Nitekim, Moshe Dayan'ın dediği gibi İsrail, özellikle Mısır ve Suriye'ye karşı elde ettiği zaferleri, bu iki ülkenin stratejik askeri noktalarını daha önce keşfetmesine borçludur.
İsrail'in ilk hedefi, son derece güçlü bir hava kuvvetlerine sahip olan ve İsrail'i yenmesine kesin gözüyle bakılan Mısır olur.
İsrail istihbaratı, Mısır'ın neredeyse tüm hava filolarını içinde barındıran hava üssünü tespit etmiş ve tüm lokasyon bilgilerine önceden sahip olmayı başarmıştır.
İsrail'e karşı güçlü ve kalabalık ordusu ile kendine güveni tam olan Mısır; istihbarat zafiyetinden dolayı gafil avlanmış ve neredeyse tüm savaş gücünü tek bir mermi atamadan yok ettirmişti.
Sina çölünde savunmasız kalan Mısır'ın kara birlikleri de İsrail'in savaş uçaklarının bombardımanı altında çaresizce can verir.
Mısır için yenilmekten daha acı olan düşmana karşı hiçbir karşı harekatta bulunamadan kaybetmiş olmak oldu.
Bunun travmasını ve acısını çok uzun yıllar yaşadılar ve İsrail'e karşı o tarihten sonra hep daha çekingen oldular.
Ürdün'ün saldırıları sonrası misilleme hakkını kullanan İsrail, kısa zamanda Ürdün'ü de mağlup ederek kutsal kabul ettikleri Kudüs şehrine girmeyi başarır.
1967 yılına kadar Ürdün hakimiyetinde olan Kudüs, bu tarihten sonra Yahudi kontrolüne geçer.
Yahudilerin en kutsal görüp uğruna her türlü bedeli ödemeye hazır oldukları Kudüs şehri, sadece bir günlük saldırının ardından kazanılmıştır.
Ürdün'ün taktiksel zaafiyeti, İsrail'e çok uzun yıllar taşıyacağı müstesna bir hediye bırakmış olur.
Burada sorunu çözen ise klasik savaş yöntemlerinden ziyade İsrail'in yıllar önce Suriye'ye yerleştirdiği bir ajan oldu.
Mossad ajanı Eli Cohen'in yıllar önce sağladığı istihbarat sayesinde İsrail, Suriye'nin sınırdaki tüm savunma mevzilerini deşifre etti.
Bu süreç, Netflix'in dizisini de çekeceği heyecan verici bir casusluk öyküsünden izler taşıyordu.

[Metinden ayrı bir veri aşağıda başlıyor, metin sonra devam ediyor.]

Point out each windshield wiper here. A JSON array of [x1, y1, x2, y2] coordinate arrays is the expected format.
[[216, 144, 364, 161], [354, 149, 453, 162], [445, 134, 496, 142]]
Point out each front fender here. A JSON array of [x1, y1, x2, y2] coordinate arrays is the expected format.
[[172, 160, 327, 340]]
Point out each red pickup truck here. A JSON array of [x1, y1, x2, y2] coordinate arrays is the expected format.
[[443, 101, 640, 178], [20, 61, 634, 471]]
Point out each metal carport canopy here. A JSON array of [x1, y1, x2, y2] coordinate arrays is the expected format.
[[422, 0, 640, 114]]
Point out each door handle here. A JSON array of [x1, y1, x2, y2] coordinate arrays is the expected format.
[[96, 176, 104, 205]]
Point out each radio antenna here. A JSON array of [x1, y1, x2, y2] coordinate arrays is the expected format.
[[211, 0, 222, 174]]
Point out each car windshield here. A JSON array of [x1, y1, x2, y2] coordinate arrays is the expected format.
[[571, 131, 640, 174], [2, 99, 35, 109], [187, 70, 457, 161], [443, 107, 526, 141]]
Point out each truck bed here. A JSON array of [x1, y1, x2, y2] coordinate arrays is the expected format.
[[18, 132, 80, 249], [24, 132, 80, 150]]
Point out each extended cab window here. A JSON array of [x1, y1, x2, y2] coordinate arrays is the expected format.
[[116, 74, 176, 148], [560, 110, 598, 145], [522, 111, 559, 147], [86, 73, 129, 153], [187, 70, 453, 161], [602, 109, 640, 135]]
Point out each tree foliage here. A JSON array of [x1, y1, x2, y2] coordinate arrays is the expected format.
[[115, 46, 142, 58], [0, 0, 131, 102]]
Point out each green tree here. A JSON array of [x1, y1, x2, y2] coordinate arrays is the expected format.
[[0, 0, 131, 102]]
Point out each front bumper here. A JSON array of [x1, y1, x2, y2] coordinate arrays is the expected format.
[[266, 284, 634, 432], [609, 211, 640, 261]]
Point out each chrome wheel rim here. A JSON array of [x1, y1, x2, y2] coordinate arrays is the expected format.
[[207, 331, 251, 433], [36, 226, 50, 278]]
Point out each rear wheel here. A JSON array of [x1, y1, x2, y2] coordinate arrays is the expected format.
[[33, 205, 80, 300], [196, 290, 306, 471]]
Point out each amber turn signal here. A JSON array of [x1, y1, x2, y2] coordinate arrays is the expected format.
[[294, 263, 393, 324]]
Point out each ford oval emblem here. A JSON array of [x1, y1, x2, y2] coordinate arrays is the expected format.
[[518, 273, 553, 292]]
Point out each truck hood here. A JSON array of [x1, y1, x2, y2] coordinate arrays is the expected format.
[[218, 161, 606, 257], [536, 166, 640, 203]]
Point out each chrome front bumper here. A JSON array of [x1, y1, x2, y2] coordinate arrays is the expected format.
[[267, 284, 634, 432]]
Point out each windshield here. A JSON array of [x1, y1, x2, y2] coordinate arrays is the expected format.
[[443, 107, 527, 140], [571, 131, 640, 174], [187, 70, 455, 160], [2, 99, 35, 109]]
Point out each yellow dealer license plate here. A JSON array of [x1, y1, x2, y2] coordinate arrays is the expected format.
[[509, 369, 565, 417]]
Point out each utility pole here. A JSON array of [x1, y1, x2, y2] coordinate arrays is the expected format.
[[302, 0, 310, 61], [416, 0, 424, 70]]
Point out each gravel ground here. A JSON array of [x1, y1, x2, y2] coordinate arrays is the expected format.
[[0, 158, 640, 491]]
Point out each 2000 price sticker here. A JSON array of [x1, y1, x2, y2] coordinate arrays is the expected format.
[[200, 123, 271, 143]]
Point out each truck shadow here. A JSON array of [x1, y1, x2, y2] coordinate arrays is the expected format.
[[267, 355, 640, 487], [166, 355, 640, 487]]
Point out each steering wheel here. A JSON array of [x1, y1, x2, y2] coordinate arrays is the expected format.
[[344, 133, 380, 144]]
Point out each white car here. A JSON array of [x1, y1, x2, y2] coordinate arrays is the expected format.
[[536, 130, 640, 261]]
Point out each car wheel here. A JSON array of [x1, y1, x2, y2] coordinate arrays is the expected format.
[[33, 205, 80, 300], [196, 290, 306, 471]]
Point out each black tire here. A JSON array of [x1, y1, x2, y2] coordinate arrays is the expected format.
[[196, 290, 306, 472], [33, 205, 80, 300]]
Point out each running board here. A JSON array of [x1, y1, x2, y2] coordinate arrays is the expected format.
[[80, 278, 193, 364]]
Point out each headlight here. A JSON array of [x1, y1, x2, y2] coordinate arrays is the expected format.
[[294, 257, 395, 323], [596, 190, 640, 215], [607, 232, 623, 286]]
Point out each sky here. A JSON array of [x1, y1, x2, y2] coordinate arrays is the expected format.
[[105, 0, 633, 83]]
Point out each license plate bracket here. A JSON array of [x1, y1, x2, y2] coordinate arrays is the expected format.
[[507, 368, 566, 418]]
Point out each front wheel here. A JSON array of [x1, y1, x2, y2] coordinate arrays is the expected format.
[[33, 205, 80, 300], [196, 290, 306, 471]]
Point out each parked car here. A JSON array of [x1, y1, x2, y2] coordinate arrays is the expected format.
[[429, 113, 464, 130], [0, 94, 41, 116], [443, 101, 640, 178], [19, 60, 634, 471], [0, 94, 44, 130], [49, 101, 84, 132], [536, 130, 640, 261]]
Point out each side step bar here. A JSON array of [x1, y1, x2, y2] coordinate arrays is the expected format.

1959 yılında Mossad tarafından Arjantin'e yerleştirilir ve burada kendisine ait olmayan bir hayat hikayesine devam etmesi istenir.
Zengin, varlıklı bir Arap tüccarı olarak kendisini tanıtan Cohen; bir süre sonra Suriye'ye giderek bu ülkedeki siyasetçi, asker ve bürokrat sınıfıyla yakın bir dostluk kurar.
İlişkilerini o kadar geliştirir ki Savunma Bakan Yardımcılığına kadar yükselir.
Sonrasında ise Sovyet İstihbaratı tarafından deşifre edilir ve yakanıp idam edilir.
Halbuki yakalanıncaya kadar edindiği bilgiler, İsrail'e büyük bir zafer kazandıracaktır.
Cohen'in sağladığı bilgiler sayesinde Suriye hedeflerini kolayca tespit eden İsrail, en kritik noktaları eliyle koymuş gibi vurarak Suriye'nin tüm savunma gücünü etkisiz hale getirir.
Suriye'nin idam ettiği Cohen, intikamını ağır şekilde almış olur.
Bu sayede Suriye de İsrail'in istekleri doğrultusunda savaştan çekilmek durumunda kalır.
İsrail, sadece beş günlük süre zarfı içinde üç rakibini de dize getirmeyi başarmıştır.
İsrail'in bu tarihten sonra Filistin'e karşı takındığı tavırların aslında bölgedeki Arap devletlerinin yetersizliğinden kaynaklandığı sıklıkla ifade edilir.
Zira bu savaştan sonra Arap ülkeleri birleşerek İsrail'e karşı topyekun bir savaşa girişmedi.
İsrail ise her geçen yıl bölgedeki nüfuzunu daha çok artırdı.
Altı Gün Savaşları, savaş kazanmanın ordu gücü ve kalabalık asker nüfusundan ziyade istihbarat bilgisi ve akılcı strateji ile mümkün olduğunun en net örneklerinden birisi olarak önümüzde duruyor.